Melvin Capital Closes – ETF Market

It turns out that it’s not easy to invest when the free money faucet is turned off. The fund that lost $ 7 billion in brilliance Gamestop (GME) He gave in and announced yesterday that Melvin Capital will be closing its doors permanently.

Melvin Capital, founded by Gabe Plotkin in 2014, became famous for its low pants last year when retail investors from the Wall Street Beats Board (WSB) Reddit created short squeeze on GME shares.

At the time, GME’s impossibly sell-offs accounted for 140% of GME’s float. This means that more shares that were not in the company’s possession were sold. This indicates the occurrence of so-called naked default, which is technically illegal.

It was alleged that big hedge funds like Melvin Capital shorted GME shares they didn’t actually own, driving down prices and shortening the spread, and then took more short positions to drive prices lower.
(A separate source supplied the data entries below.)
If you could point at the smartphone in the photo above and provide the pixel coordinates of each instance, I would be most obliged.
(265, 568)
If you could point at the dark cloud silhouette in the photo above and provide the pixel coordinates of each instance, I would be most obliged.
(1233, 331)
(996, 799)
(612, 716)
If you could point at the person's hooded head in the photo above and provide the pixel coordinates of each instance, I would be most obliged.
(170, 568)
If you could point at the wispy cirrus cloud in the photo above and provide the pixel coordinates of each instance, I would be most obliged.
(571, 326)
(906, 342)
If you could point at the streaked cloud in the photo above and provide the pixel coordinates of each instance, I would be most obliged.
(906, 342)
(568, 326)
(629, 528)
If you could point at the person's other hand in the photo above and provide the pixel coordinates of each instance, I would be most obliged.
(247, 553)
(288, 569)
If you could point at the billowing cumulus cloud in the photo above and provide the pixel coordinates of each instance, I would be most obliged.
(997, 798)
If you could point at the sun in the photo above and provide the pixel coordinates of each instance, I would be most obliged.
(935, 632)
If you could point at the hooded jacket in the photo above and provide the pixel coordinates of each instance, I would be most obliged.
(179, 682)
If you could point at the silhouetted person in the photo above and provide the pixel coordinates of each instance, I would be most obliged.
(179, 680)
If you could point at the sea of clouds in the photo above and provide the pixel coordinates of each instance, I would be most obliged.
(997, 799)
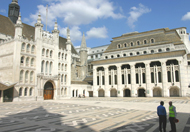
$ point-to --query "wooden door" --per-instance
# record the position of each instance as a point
(48, 94)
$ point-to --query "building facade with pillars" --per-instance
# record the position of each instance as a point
(148, 64)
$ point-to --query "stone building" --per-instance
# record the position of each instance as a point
(149, 64)
(39, 65)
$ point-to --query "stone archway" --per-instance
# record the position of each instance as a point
(141, 92)
(113, 92)
(174, 92)
(157, 92)
(101, 93)
(48, 90)
(126, 93)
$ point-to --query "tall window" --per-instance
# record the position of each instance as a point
(20, 92)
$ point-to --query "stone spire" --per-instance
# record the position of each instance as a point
(83, 43)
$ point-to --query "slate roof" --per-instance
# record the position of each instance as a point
(7, 27)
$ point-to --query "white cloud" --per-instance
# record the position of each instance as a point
(3, 11)
(135, 13)
(100, 32)
(75, 33)
(76, 12)
(186, 16)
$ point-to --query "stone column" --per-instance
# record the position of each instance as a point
(133, 80)
(164, 80)
(183, 78)
(148, 80)
(1, 96)
(119, 79)
(106, 81)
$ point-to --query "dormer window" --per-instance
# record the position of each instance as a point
(145, 42)
(152, 40)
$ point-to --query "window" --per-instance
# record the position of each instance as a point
(30, 91)
(25, 91)
(138, 42)
(152, 40)
(145, 42)
(159, 50)
(20, 92)
(131, 43)
(125, 45)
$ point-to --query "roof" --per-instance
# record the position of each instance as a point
(7, 27)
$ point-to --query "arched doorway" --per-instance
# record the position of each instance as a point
(113, 93)
(101, 93)
(126, 93)
(174, 92)
(48, 91)
(141, 92)
(157, 92)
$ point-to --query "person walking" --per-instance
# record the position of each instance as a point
(161, 112)
(172, 116)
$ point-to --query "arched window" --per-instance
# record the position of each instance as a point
(31, 77)
(145, 42)
(23, 47)
(32, 62)
(50, 67)
(59, 65)
(62, 56)
(62, 66)
(47, 52)
(59, 55)
(27, 61)
(31, 89)
(25, 91)
(21, 75)
(61, 78)
(51, 53)
(28, 48)
(26, 77)
(152, 40)
(65, 79)
(47, 67)
(42, 68)
(33, 48)
(22, 60)
(20, 92)
(43, 52)
(65, 67)
(138, 42)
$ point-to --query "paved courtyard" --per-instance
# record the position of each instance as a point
(90, 115)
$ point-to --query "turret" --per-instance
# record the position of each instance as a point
(18, 28)
(83, 51)
(55, 33)
(38, 28)
(14, 10)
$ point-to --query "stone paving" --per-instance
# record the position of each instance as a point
(90, 115)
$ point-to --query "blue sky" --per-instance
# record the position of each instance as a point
(101, 20)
Wash, rinse, repeat.

When WSB started buying GME shares aggressively, it drove prices up for the first time and forced short positions to cover their positions by buying GME shares and closing their short positions.

The only problem, with a 140 percent deficit, was not enough GME stocks. This caused the short companies to bid on each other and caused an epic short squeeze that caused the GME to rush from $17.25 to nearly $500 per share – that’s 30X!

Melvin Capital was destroyed and eventually rescued by parent funds Citadel and Point72.

This meant a huge loss for Plotkins Melvin Capital. Normally, the red chest would have to go back to the “high water mark” before it can start charging performance again.

However, Plotkin had a new idea… Last month, he wanted to switch to a new fund and get the high water mark back so he could start charging again. Investors reacted furiously, and Plotkin apologized shortly afterwards in a letter, calling the plan a “deaf tone.”

The final straw came when Melvin Capital again took a wrong turn due to the markets slump this year and lost another $2.3 billion. Ironically, a fund that was once known for its shortsightedness has missed its best selling time on the market.